The fourth Digital Scholars group’s meeting for this semester consisted in a workshop led by Dr. Richard J. Urban (School of Information, Florida State University) on the possibilities of OpenRefine as a tool of data management. The workshop focused in OpenRefine’s possibilities as a tool for polishing and improving the presentation, structuring, and grouping of data on different fronts: namely, to “Remove duplicate records, separate multiple values contained in the same field, analyze the distribution of values throughout a data set and group together different representations of the same reality”. Dr. Urban led the session basing it on two tutorials: one by Michigan State University’s Digital Scholarship librarian, Thomas Padilla, and another by Drs. Van Hooland, Verborgh and De Wilde, from different Belgian universities and institutes.
The workshop’s main concern is the refinement of tidy data, and the achieving of an adequate structuring that would allow to bring a variety of categories together as well as to present them in an accessible way. As Hadley Wickham pointed out in his paper “Tidy data”, its preparation is not only a first step within data analysis, but a recurrent activity throughout the process as a whole; it is then necessary to deal with the constant appearance and subsequent incorporation of new data, which could take up to 80% of the time dedicated to analysis as such. Regarding these circumstances, the need of a good method and the employment of adequate tools seem indispensable both for efficiency criteria and the investigation’s success.
OpenRefine, one of the so called IDTs, or Interactive Data Transformation tools (a denomination that includes others like Potter’s Wheel ABC and Wrangler), provides aid against frequent errors in data sets, such as blank cells, duplicates or spelling inconsistencies, and it does so through four fundamental operations/solutions: faceting, filtering, clustering and transforming. Albeit OpenRefine also allows to combine data sets with open data, thus reconciling it with existing knowledge bases, both this operation of linking with external concepts and authorities and the process of named-entity recognition (known as NER) rely on achieving a well-articulated, coherent data set.
Using a sample data set on comics developed and gathered by the British Library, Dr. Urban showed the audience how to perform the aforementioned data polishing tasks with OpenRefine. Firstly, we observed how the facet function in each column allowed for identifying inconsistencies and repetitions; for instance, and regarding the publisher’s column, we could see that the publishing house Titan appeared in the data set under a number of variants (Titan], Titan., Titans, etc.). Through the facet function the user can rewrite them, thus avoiding these variants being considered as different publishers. The filter data function incorporates a text filter that allows to locate and find variants of pieces of data. After using the facet function, certain cases of variant spelling may persist; these would be easily identifiable thanks to the filter, which would display other defective, repeated records.

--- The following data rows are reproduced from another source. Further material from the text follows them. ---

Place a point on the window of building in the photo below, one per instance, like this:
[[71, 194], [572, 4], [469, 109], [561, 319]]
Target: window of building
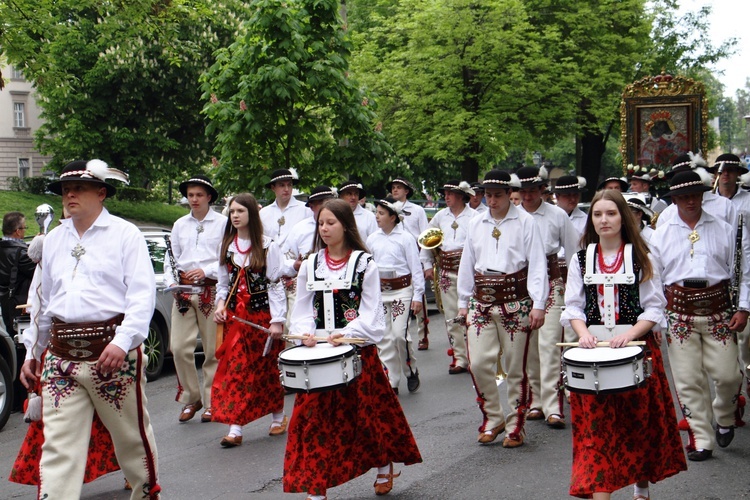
[[19, 115], [24, 168]]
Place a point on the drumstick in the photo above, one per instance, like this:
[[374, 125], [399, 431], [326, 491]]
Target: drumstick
[[340, 340], [600, 344]]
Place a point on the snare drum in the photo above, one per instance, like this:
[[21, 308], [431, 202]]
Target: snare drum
[[320, 368], [604, 370]]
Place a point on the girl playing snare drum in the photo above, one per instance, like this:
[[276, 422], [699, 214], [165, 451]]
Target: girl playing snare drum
[[246, 385], [337, 435], [629, 437]]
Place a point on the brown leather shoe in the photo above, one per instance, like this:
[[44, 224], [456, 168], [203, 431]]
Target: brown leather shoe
[[188, 411], [535, 414], [386, 487], [556, 422], [485, 438], [231, 441], [278, 428], [509, 442], [207, 415]]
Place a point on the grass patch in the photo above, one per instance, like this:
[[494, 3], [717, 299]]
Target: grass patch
[[141, 213]]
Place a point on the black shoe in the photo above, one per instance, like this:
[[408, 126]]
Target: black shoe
[[412, 382], [723, 440], [700, 455]]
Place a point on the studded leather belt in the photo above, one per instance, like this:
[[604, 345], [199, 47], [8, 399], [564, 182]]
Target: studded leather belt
[[553, 268], [493, 289], [82, 341], [203, 282], [698, 301], [449, 261], [388, 284]]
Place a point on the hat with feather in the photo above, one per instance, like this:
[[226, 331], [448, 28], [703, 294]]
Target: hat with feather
[[204, 182], [570, 184], [459, 187], [93, 171]]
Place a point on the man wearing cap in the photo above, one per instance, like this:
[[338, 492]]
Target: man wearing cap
[[453, 221], [502, 292], [97, 298], [352, 191], [195, 241], [694, 254], [716, 205], [415, 221], [728, 167], [642, 184], [557, 234], [476, 201]]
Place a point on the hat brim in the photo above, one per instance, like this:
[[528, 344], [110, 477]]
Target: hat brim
[[687, 190], [56, 186], [211, 190]]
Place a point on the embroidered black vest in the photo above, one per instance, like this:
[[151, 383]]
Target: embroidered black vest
[[629, 298], [256, 282], [345, 302]]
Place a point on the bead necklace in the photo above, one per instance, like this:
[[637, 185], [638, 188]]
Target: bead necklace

The cluster function helps locating patterns of variation, so that the user does not have to eliminate inconsistencies one by one through facets or filters. OpenRefine displays the cluster size and the different values that it takes, and allows the user to substitute or merge them in one single denomination. For instance, the nearly 4000 records that appear in the data set with the variations of the publishing house Titan mentioned above can be rewritten as “Titan” in one sitting. As one of the tutorials points out, the scope of these changes should not be a concern, given that OpenRefine keeps a record of changes and allows to go back to previously saved versions of the project. In the same vein, the tool offers a transformation function; with it, the user can modify data, be it through eliminating whitespaces that could cause a duplication of any of the information categories, be it by means of General Refine Expression Language (GREL). Thus, the tutorial’s example focused on the suppression of periods that could compromise an adequate register of the categories.
Lastly, Dr. Urban left room for questions and comments where the audience spoke about their projects and the ways whereby OpenRefine could be beneficial for them; for instance, one of the questions referred to how to deal with spaces (a critical aspect of the tool at different levels) in languages whose writing systems do not use them, such as Japanese. In addition to this, some issues and flaws of the tool were mentioned; perhaps one of the most significant is that an excessive storage size of the data set prevents OpenRefine from functioning properly, something that should prompt a revision towards an urgent upgrade.